Psst. I have secret for just you and me.
Mary Sue Coleman and the University never wanted the Supreme Court to hear Grutter v. Bollinger and Gratz v. Bollinger. Not that you would know that from the strutting and preening that accompanied the court’s landmark decision. An Associated Press photographer caught Coleman bounding about the steps of the Supreme Court, sporting a catfish grin and basking in the vibrant blue skies of a perfect Washington morning.
The tropes most likely to appear in today’s papers if Coleman’s publicists get their way: Coleman as a modern-day Moses, the University as the New Colossus and Michigan as land of hope and glory.
All well and good, but Coleman’s pose is an intellectually dishonest one. Back in September, when the former president of the University of Iowa was just starting her tenure in Ann Arbor, when Maureen Mahoney, legal counsel brought in from Latham and Watkins, made the surprise announcement that the University would not seek to appeal its case to the nation’s highest court. “We will ask the court to deny the appeal and not to hear the case,” she blithely stated at a Sept. 18 University forum on the law suits. Instead, the University’s legal braintrust argued that you simply don’t appeal to the Supreme Court when you win at the district level. But these cases merited a different response.
A bit of context is in order. Since 1992, affirmative action programs have come under a carefully calibrated assault. The opening fusillade was launched at the University of Texas, which had its law school admissions policies struck down in Hopwood v. Texas. In Georgia, the U.S. 11th Circuit Court of Appeals struck down affirmative action in Johnson v. Board of Regents. And in Smith v. University of Washington Law School, the famously liberal 9th U.S. Circuit Court of Appeals upheld Washington’s admissions plan. With the circuits in a twist, both Texas and Washington sought an audience with the supremes, but both parties’ advances were rebuffed.

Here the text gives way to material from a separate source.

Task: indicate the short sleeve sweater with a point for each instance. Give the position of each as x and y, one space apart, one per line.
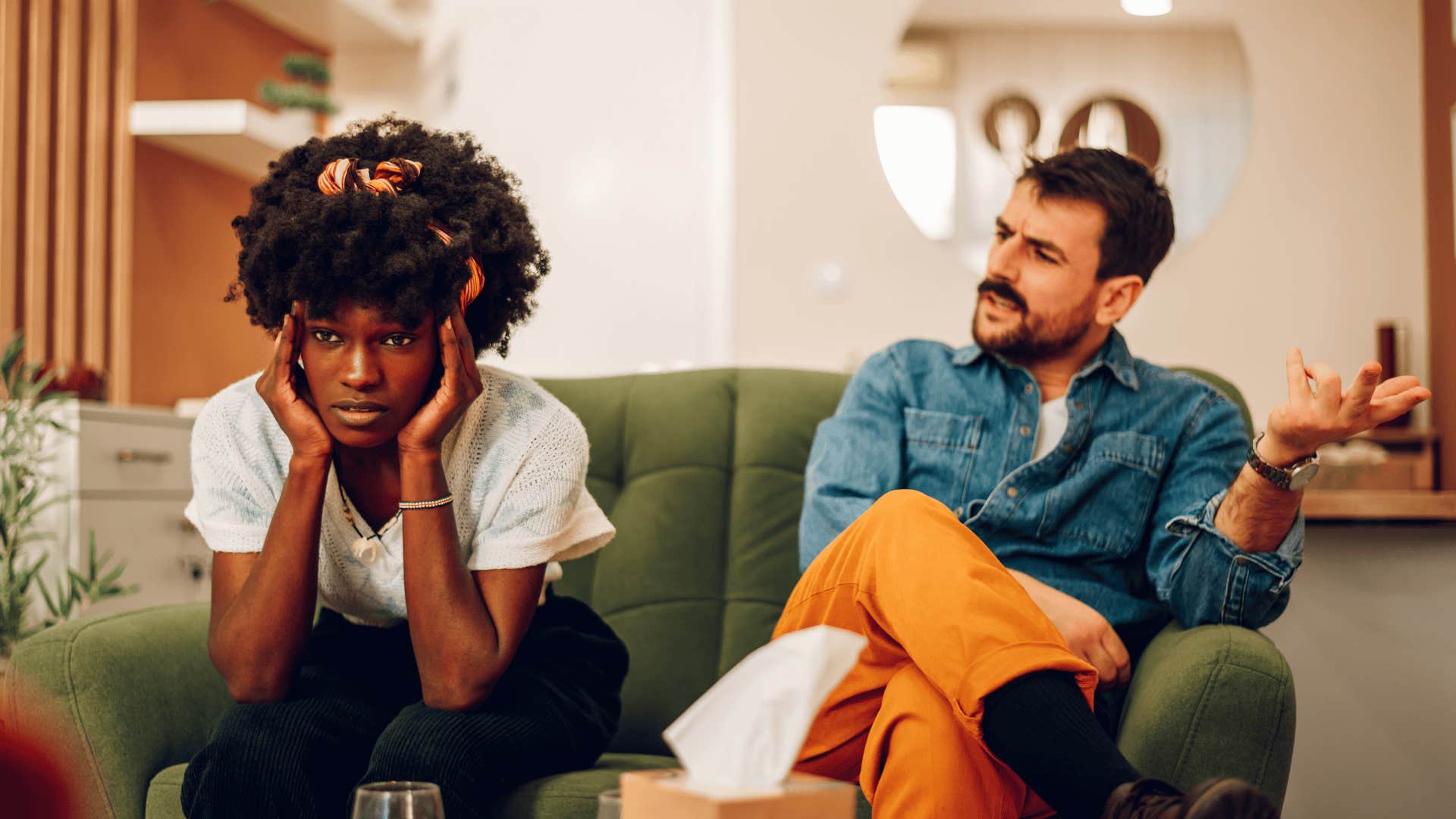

Academia was forced to size up the remaining field of contenders and Grutter and Gratz were unanimously viewed as the heavyweights with the best chances of upholding affirmative action at the Supreme Court. Georgia simply dropped its appeal and deferred to the University. With the circuit courts reaching irreconcilable conclusions on the constitutionality of affirmative action, the scene at the 6th Circuit Court of Appeals became nothing more than pre-fight sparring before the ultimate battle in Washington. If the University did not appeal, then a good portion of the country (not to mention that this portion, the South, is where the need for affirmative action is even more acute than Michigan) would have been left in limbo. Even as Coleman was stating that “the whole country has a stake in these cases,” the University had somehow hypnotized itself into believing that it could simply walk away from the appeals process.

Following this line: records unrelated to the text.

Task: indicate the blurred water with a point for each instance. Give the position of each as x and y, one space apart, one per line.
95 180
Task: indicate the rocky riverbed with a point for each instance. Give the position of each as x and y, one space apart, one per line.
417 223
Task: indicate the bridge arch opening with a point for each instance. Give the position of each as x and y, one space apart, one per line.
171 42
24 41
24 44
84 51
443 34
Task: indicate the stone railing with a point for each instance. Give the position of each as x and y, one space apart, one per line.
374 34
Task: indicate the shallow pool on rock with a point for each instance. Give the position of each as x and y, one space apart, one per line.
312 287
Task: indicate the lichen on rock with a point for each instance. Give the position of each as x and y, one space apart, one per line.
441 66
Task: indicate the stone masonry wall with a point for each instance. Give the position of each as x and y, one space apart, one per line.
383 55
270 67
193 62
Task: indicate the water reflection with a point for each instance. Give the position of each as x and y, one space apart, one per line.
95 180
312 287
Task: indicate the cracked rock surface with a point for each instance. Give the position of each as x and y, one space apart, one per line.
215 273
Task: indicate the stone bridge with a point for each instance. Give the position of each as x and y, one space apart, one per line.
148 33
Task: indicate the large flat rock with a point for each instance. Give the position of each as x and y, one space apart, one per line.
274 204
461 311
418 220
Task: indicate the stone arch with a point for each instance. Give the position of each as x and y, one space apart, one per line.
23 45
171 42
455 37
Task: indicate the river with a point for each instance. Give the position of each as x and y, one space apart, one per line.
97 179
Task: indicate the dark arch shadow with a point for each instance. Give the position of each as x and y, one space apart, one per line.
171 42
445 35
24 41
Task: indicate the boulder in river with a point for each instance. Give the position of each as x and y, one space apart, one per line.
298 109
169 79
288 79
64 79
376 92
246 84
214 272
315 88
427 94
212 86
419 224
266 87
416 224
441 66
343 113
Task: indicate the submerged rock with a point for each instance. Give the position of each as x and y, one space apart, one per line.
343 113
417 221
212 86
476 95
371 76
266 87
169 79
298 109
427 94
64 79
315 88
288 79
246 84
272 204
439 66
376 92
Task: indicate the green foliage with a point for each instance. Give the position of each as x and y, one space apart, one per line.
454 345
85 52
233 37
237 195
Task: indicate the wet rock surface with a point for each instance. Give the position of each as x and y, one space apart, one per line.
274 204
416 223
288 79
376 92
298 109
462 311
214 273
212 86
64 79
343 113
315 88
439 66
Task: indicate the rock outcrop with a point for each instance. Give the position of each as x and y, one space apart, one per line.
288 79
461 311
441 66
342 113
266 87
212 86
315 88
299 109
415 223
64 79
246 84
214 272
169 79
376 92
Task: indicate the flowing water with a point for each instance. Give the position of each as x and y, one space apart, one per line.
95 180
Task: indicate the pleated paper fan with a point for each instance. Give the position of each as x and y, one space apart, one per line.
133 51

In the weeks that followed the announcement, Coleman and her comrades in the Fleming Administration Building continued to support this policy – until the court’s Dec. 2 decision to grant certiorari made all this moot. But the University still incomprehensibly clings to the logic of its choice. When asked yesterday if the University had any regrets over this ill-conceived policy, University spokeswoman Julie Peterson responded that it continues to stand by its logic.

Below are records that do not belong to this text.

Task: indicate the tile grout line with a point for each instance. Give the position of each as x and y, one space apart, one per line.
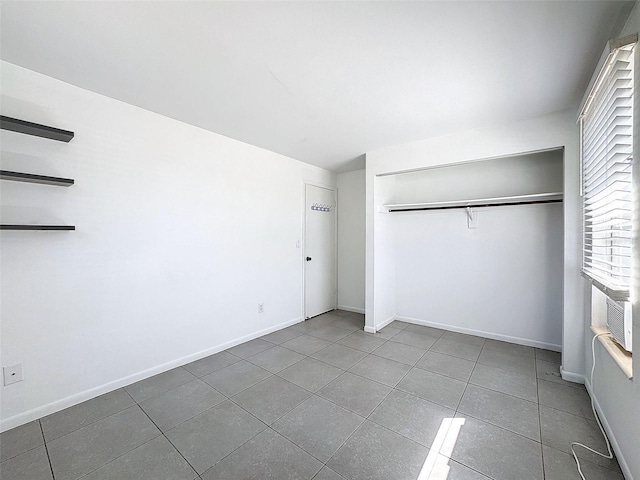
46 449
168 440
544 474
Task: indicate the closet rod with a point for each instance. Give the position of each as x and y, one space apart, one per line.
479 202
475 205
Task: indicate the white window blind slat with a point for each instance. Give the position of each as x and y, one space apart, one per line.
607 147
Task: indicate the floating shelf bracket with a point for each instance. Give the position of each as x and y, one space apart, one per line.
35 129
32 178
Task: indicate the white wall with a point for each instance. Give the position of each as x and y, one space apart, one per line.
617 398
351 240
543 133
180 234
502 279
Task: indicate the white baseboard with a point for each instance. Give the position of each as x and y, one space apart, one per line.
71 400
384 323
626 471
481 333
351 309
572 377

Yesterday was a proud day for the University. We were vindicated. All those fancy law firms and all that hard work. Students going sleepless nights riding on busses to Detroit, Cincinnati and, eventually, Washington. It all meant something, this dedication mattered and we have more than memories to tell our kids someday, their futures will be better for this decision. We went toe to toe with the U.S. solicitor general and the president, and guess who came out victorious. But there are still those memories from last fall, when the University administration was content to carve out a little duchy in Tennessee, Kentucky, Ohio and Michigan where affirmative action would be legal and let the rest of the country fend for itself. If the breast-beating triumphalism of our campus elders glimpsing in the sun has you feeling a trifle queasy today, don’t worry – you’re not alone.